French Open organisers are planning for this year's event to go ahead with spectators present at a level between 50 and 60 per cent of full capacity.
The grand slam event in Paris is scheduled to take place between September 27 and October 11.
It was recently pushed back by one week as the ATP Tour and WTA Tour announced their schedules to return, the tournament having initially been postponed from its May start date due to the coronavirus pandemic.
When confirming the new date in June, the French Tennis Federation (FFT) had expressed their determination to admit fans, with the number depending on the outcome of talks with public authorities.
Having held those discussions, the tournament set a target of 50 to 60 per cent of capacity on Thursday, as they confirmed ticket sales will open to the general public on July 16, with priority purchasers having the chance to buy from July 9.
"The Roland Garros tournament announces the opening of the ticket and specifies its conditions for welcoming visitors," read a statement.
"The French Tennis Federation – which is acting responsibly and in close collaboration with the French government authorities, while benefiting from the advice of a committee of multi-disciplinary experts – is adapting and will continue to adapt to the situation caused by the Covid-19 crisis."
The ATP has issued a revised provisional calendar that sets a pathway for the resumption of the Tour.— ATP Tour (@atptour) June 17, 2020
The new-look ATP Tour calendar intends to resume on Friday 14 August.
Explaining the measures, the statement continued: "On the three show courts, the tiered seating will follow a precise protocol: on every row, one seat will be left empty between every group of purchasers (a maximum of 4 people who wish to sit in adjacent seats).
"On the outside courts, every other seat will be out of bounds, and spectators may sit in any of the available seats.

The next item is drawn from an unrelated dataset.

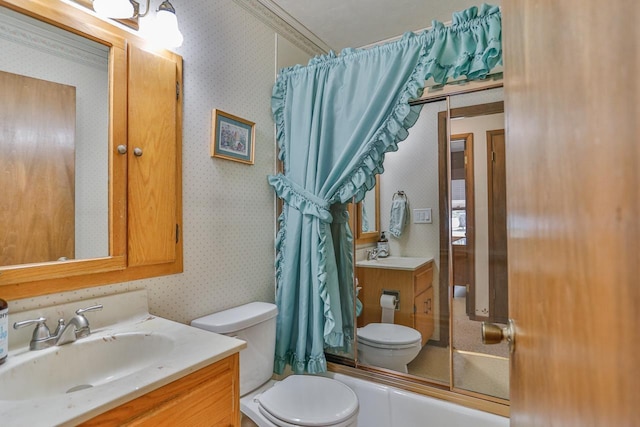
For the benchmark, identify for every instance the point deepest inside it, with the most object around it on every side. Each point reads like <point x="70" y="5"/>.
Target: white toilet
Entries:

This way, the number of spectators allowed inside the stadium will be 50% to 60% of its usual capacity, allowing us to ensure the barrier measures are respected.
"The FFT will adapt the way spectators move around inside the stadium in order to ensure that the barrier measures and social distancing are respected."

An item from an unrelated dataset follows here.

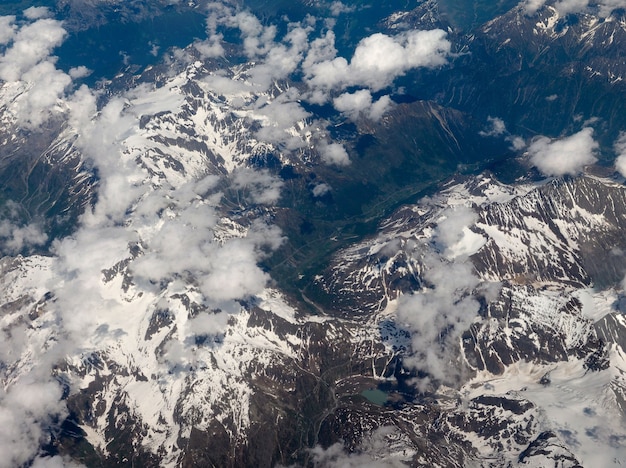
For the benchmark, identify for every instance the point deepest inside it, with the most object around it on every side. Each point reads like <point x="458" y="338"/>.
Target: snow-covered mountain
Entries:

Also confirmed were rules around cleaning standards, a commitment to ensure social distancing in areas around the grounds and instructing fans to wear marks while moving around the stadiums, with coverings recommended at other times too.
Strict protocols surrounding players and their entourage are due to follow, while the number of fans in attendance could end up being higher or lower than the current target range.
"If the situation continues to improve, more tickets may be put on sale at the beginning of September," added the statement.
"However, if the situation requires more stringent hygiene standards that force us to reduce the number of spectators on site, the tournament organisers will refund any supplementary tickets sold."